Once in a while, you come across a really interesting discussion on the net, and very recently I stumbled across a lovely thread on the RMWeb forum, where one of the members is recording part his recent switch to 0 gauge (7mm:1ft, or 1:43.5 ratio). Because he is sharing his progress, his trials and tribulations as well as his success, there has been a lot of great support and advice offered, as well as humour and friendship. It is a great advert for the web, but I was particularly taken with this post, where Chris describes the “learning opportunities” provided by a kit for a GWR 1366 small pannier tank. To quote him directly:
The 1366 was a steep learning curve/baptism of fire. It would have been very easy to have given up at multiple stages but perseverance and determination generally won over lack of skill and the right tools. I have invested in a few more tools but what I have is still just a step up from basic. This does mean I have to think carefully about the solutions I come up with – those with fully fitted workshops will no doubt be able to turn out more elegant things quicker but it’s not a race.

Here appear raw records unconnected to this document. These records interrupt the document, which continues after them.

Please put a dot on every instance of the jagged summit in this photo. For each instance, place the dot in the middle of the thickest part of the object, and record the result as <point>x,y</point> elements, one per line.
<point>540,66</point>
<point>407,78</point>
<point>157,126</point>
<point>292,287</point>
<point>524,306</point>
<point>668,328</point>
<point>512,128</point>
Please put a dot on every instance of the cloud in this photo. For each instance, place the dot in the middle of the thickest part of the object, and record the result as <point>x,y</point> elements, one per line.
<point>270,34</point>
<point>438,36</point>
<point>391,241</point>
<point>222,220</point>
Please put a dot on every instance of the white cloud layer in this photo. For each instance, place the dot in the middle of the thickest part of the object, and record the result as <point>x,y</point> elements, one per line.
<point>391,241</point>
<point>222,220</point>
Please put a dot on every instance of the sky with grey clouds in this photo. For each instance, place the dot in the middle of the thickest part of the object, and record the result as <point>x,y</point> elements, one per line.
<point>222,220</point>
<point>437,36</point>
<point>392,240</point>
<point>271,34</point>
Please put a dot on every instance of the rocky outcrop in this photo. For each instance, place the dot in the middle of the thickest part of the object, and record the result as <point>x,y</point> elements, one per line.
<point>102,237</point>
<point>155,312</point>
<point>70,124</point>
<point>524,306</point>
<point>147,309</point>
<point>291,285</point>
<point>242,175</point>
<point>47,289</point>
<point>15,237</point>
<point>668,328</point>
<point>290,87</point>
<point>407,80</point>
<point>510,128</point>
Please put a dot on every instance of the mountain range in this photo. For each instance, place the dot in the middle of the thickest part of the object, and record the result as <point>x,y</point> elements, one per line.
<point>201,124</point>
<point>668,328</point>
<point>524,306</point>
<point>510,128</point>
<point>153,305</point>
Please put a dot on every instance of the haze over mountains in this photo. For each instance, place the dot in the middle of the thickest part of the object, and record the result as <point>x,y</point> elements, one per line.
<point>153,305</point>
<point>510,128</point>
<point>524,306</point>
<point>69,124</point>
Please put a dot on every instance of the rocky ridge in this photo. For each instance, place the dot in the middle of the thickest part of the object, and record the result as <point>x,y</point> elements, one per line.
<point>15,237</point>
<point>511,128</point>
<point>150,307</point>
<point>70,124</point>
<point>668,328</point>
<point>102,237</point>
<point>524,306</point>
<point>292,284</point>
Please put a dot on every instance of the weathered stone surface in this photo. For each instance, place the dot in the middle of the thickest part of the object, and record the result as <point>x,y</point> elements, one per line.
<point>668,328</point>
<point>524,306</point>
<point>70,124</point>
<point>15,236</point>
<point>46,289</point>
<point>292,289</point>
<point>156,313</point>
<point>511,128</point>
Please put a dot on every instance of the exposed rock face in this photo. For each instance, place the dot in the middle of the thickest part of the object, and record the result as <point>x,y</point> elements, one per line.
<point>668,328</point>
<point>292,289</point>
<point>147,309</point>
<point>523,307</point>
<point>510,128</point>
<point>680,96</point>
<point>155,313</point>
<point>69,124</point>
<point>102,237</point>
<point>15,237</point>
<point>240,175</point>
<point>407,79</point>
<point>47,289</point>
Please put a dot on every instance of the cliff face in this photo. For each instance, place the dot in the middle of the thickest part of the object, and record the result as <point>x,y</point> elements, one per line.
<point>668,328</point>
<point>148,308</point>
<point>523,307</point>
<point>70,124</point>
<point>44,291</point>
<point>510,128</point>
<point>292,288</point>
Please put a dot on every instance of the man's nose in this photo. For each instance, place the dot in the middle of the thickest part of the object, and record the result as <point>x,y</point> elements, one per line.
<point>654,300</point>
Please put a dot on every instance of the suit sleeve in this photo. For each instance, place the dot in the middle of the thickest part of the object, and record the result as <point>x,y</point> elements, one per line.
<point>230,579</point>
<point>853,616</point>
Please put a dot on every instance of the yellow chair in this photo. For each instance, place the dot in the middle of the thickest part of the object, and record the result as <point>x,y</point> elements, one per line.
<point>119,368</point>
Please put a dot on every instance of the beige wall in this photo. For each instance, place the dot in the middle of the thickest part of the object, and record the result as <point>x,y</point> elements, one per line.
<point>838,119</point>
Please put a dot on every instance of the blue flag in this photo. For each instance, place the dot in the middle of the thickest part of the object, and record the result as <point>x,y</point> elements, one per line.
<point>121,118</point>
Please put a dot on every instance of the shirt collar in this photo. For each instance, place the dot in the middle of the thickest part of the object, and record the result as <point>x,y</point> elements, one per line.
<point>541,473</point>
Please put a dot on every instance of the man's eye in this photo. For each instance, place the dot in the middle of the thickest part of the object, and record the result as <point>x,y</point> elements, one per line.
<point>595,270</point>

I’ve said this before but the 1366 has done more to move my skills on than a simple straightforward kit. It has sorely tested my resolve and, despite the current trial separation, will be completed once the confidence has been restored with a few completed projects under my belt.
The main things I’ve learned though are that it’s fairly hard to hurt brass and NS with solder. If something doesn’t work take it apart, clean up the bits and have another go. Keeping the areas to be soldered together clean and well fluxed is important. Most important of all is that you won’t gain skills over night: they come from having a go and keeping trying until you find what works for you. What works will be different for everyone and personal preference comes in.
“Most important of all is that you won’t gain skills over night: they come from having a go and keeping trying until you find what works for you.”